Grayson wrote that the first instance of Paimon being referred to as "emergency food" was a "legitimately funny scene" that subverted his expectations with the game, which he expected to be more serious. This joke became popular amongst the game's community, becoming an internet meme. Grayson wrote that most fan works involving the character usually had something to do with the emergency food meme. While finding most of these memes to be funny, he wrote that some of them were "uncomfortably leery" due to Paimon's childlike appearance. In August 2021, a series of six figures from HOBBY Watch were released that depict Paimon in food-related situations, such as being rolled into pasta. The food depicted in the figures is reminiscent of the food players can cook in the game.

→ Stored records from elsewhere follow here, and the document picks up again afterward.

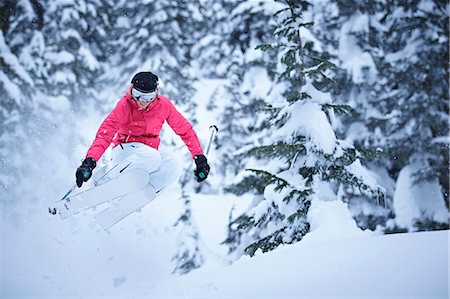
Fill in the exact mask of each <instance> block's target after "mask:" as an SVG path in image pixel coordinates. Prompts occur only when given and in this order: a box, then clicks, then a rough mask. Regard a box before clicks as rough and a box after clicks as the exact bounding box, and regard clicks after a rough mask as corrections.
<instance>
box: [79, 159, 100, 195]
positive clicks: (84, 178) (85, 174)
mask: <svg viewBox="0 0 450 299" xmlns="http://www.w3.org/2000/svg"><path fill="white" fill-rule="evenodd" d="M96 165H97V163H96V162H95V159H94V158H86V159H84V160H83V162H82V163H81V166H80V167H78V168H77V172H76V173H75V177H76V180H77V186H78V188H80V187H81V185H83V182H87V180H89V179H90V177H91V176H92V170H94V168H95V166H96Z"/></svg>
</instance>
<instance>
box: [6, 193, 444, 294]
mask: <svg viewBox="0 0 450 299" xmlns="http://www.w3.org/2000/svg"><path fill="white" fill-rule="evenodd" d="M178 194H179V190H177V188H172V189H170V190H168V191H167V192H166V193H165V194H163V195H162V196H161V197H160V198H157V199H156V200H155V201H154V202H153V203H151V204H150V205H148V206H147V207H145V208H144V209H143V210H142V212H141V213H136V214H134V215H132V216H130V217H129V218H127V219H125V220H124V221H123V222H122V223H120V224H119V225H118V226H117V227H115V228H114V229H113V230H111V232H110V233H106V232H104V231H102V230H101V229H100V228H99V226H98V224H97V223H96V222H95V220H93V217H92V214H91V213H85V215H78V216H76V217H74V218H72V219H69V220H67V221H61V220H60V219H57V218H54V217H49V215H47V214H46V211H45V203H40V204H39V205H37V206H33V207H28V209H27V207H24V211H25V210H29V211H31V210H32V211H34V212H33V213H26V214H20V213H19V214H14V215H12V214H11V211H9V210H4V211H3V212H4V216H5V217H3V218H2V219H3V223H2V233H3V236H2V264H1V265H2V274H3V277H2V280H1V284H0V285H1V290H0V291H1V293H0V295H1V296H0V297H1V298H19V297H20V298H36V297H44V298H48V297H56V298H67V297H77V298H92V297H121V298H132V297H145V298H186V297H188V298H200V297H202V298H223V297H227V298H283V297H290V298H302V297H345V298H349V297H352V296H353V297H384V298H386V297H397V298H398V297H411V296H415V297H426V298H433V297H435V298H447V295H448V283H449V281H448V272H447V269H448V257H447V254H448V250H447V249H448V231H441V232H429V233H415V234H397V235H388V236H373V235H372V234H371V233H368V232H363V231H361V230H359V229H358V228H357V227H356V226H355V223H354V221H353V220H352V219H351V217H350V215H349V213H348V211H347V209H346V207H345V205H344V204H343V203H340V202H336V201H332V202H321V201H318V202H316V203H314V204H313V205H312V206H311V209H310V215H309V217H310V221H311V223H312V232H311V233H310V234H308V235H307V236H306V237H305V239H304V240H303V241H302V242H300V243H298V244H295V245H290V246H284V247H281V248H279V249H277V250H275V251H273V252H270V253H267V254H261V253H259V252H258V253H257V255H256V256H255V257H254V258H248V257H244V258H242V259H241V260H239V261H237V262H236V263H235V264H232V265H228V264H227V263H226V262H225V259H224V256H225V253H226V248H224V247H223V246H220V244H219V243H220V241H222V240H223V239H224V237H225V231H226V230H225V229H226V222H227V218H228V212H229V211H230V209H231V207H232V206H235V209H236V211H237V212H238V211H240V210H243V209H245V207H246V205H247V204H249V198H245V197H244V198H236V197H233V196H223V195H198V196H195V197H194V196H193V198H192V203H193V213H194V218H195V220H196V222H197V225H198V226H199V230H200V234H201V237H202V242H203V248H202V250H203V251H204V253H205V255H206V256H205V257H206V261H207V263H206V265H205V267H204V268H201V269H199V270H196V271H193V272H191V273H190V274H188V275H185V276H175V275H172V274H171V271H172V270H173V265H172V264H171V258H172V256H173V254H174V253H175V249H176V248H175V247H176V240H177V237H178V233H177V231H176V229H175V228H174V227H173V224H174V222H175V221H176V217H177V216H178V215H179V209H180V208H181V207H180V203H179V202H178V201H179V200H178V199H177V198H178ZM41 209H42V210H41ZM7 215H8V216H7ZM10 216H14V217H10ZM12 219H14V221H13V220H12Z"/></svg>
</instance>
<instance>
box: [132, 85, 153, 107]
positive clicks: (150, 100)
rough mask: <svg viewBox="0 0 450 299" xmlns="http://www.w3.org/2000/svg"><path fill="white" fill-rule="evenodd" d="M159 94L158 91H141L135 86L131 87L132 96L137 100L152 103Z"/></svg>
mask: <svg viewBox="0 0 450 299" xmlns="http://www.w3.org/2000/svg"><path fill="white" fill-rule="evenodd" d="M157 95H158V91H157V90H155V91H152V92H142V91H139V90H137V89H135V88H132V89H131V96H132V97H133V99H135V100H136V101H139V102H141V101H143V102H146V103H150V102H151V101H153V100H154V99H155V98H156V96H157Z"/></svg>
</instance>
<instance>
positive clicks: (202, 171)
mask: <svg viewBox="0 0 450 299" xmlns="http://www.w3.org/2000/svg"><path fill="white" fill-rule="evenodd" d="M194 161H195V165H197V169H196V170H195V171H194V174H195V176H196V177H197V182H201V181H204V180H206V178H207V177H208V174H209V169H210V167H209V165H208V161H207V160H206V157H205V156H204V155H197V156H195V157H194Z"/></svg>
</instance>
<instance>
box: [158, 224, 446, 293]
mask: <svg viewBox="0 0 450 299" xmlns="http://www.w3.org/2000/svg"><path fill="white" fill-rule="evenodd" d="M447 240H448V232H447V231H441V232H429V233H414V234H402V235H388V236H377V237H367V238H360V239H353V240H345V241H336V242H325V243H322V244H309V245H303V244H301V243H299V244H296V245H293V246H286V247H285V248H283V249H281V250H277V251H275V252H271V253H268V254H265V255H262V256H258V257H255V258H252V259H245V260H242V261H239V262H237V263H236V264H234V265H232V266H230V267H223V268H216V269H204V270H198V271H196V272H194V273H192V274H190V275H187V276H186V277H181V278H178V279H172V280H169V281H168V282H166V283H165V284H164V285H160V286H157V287H155V289H154V290H153V291H151V292H150V294H151V295H152V296H155V297H159V296H162V297H165V296H169V297H182V296H185V297H205V298H219V297H221V298H223V297H227V298H285V297H291V298H303V297H342V298H350V297H355V298H361V297H364V298H367V297H374V298H387V297H394V298H400V297H402V298H412V297H415V298H416V297H421V298H448V260H447V254H448V252H447Z"/></svg>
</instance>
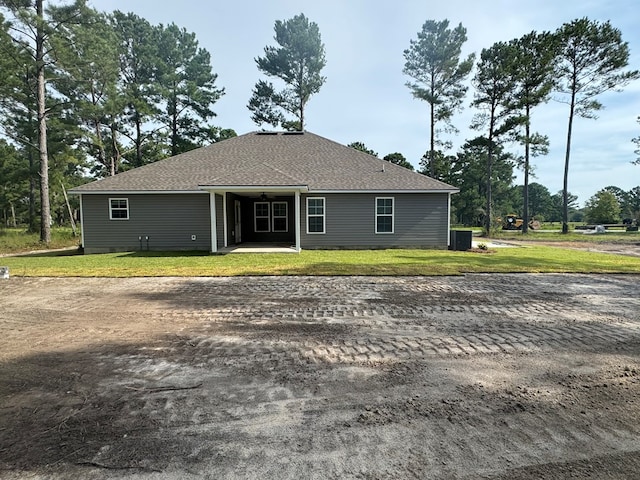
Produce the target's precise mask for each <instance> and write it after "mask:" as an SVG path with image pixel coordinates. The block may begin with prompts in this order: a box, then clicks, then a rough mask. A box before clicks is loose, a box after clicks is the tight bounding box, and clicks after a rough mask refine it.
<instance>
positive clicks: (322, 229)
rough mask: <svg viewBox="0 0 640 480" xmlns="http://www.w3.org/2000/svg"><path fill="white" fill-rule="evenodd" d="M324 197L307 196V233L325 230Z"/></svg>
mask: <svg viewBox="0 0 640 480" xmlns="http://www.w3.org/2000/svg"><path fill="white" fill-rule="evenodd" d="M325 213H326V211H325V207H324V197H308V198H307V233H324V232H325Z"/></svg>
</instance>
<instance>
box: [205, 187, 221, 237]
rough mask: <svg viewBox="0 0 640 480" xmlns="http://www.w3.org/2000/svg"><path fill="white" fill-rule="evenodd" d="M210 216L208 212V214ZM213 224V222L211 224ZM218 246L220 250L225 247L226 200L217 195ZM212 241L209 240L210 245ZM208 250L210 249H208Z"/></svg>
mask: <svg viewBox="0 0 640 480" xmlns="http://www.w3.org/2000/svg"><path fill="white" fill-rule="evenodd" d="M207 214H208V212H207ZM209 224H211V222H209ZM216 240H217V241H216V245H217V246H218V250H219V249H221V248H223V247H224V198H223V197H222V195H217V194H216ZM210 244H211V239H209V245H210ZM207 248H208V247H207Z"/></svg>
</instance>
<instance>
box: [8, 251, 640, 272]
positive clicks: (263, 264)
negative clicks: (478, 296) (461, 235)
mask: <svg viewBox="0 0 640 480" xmlns="http://www.w3.org/2000/svg"><path fill="white" fill-rule="evenodd" d="M0 264H1V265H6V266H9V268H10V274H11V275H12V276H36V277H37V276H59V277H137V276H236V275H460V274H464V273H471V272H473V273H513V272H527V273H560V272H562V273H567V272H570V273H640V258H637V257H628V256H622V255H613V254H600V253H593V252H586V251H578V250H568V249H563V248H555V247H547V246H528V247H514V248H499V249H495V250H494V251H493V252H491V253H475V252H454V251H448V250H355V251H354V250H330V251H327V250H303V251H302V252H301V253H300V254H269V253H262V254H228V255H208V254H204V253H196V252H186V253H185V252H129V253H110V254H100V255H69V254H66V255H65V254H53V253H50V254H40V255H30V256H20V257H5V258H2V259H0Z"/></svg>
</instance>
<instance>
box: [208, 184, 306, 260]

A paper by Indonesian scholars analyzed the dialogue between the Traveler and Paimon from the perspective of pragmatics, finding that the Traveler primarily uses strategies of impoliteness toward Paimon, including belittling Paimon's body size and abilities, as well as comparing Paimon to a pet. However, the authors emphasized that this impoliteness is best categorized as mock impoliteness or camaraderie, and that its purpose is not to truly offend, but to create humor, bring the two closer together, and show an intimate friendship between the two. The Traveler holds greater discursive power in these conversations and can joke freely, while Paimon responds using strategies of politeness, reflecting the Traveler's dominant position as the protagonist. The study argued that this linguistic phenomenon, in which impoliteness is interpreted politely, can only occur between people with a close relationship, and precisely demonstrates the deep, family-like bond between the Traveler and Paimon.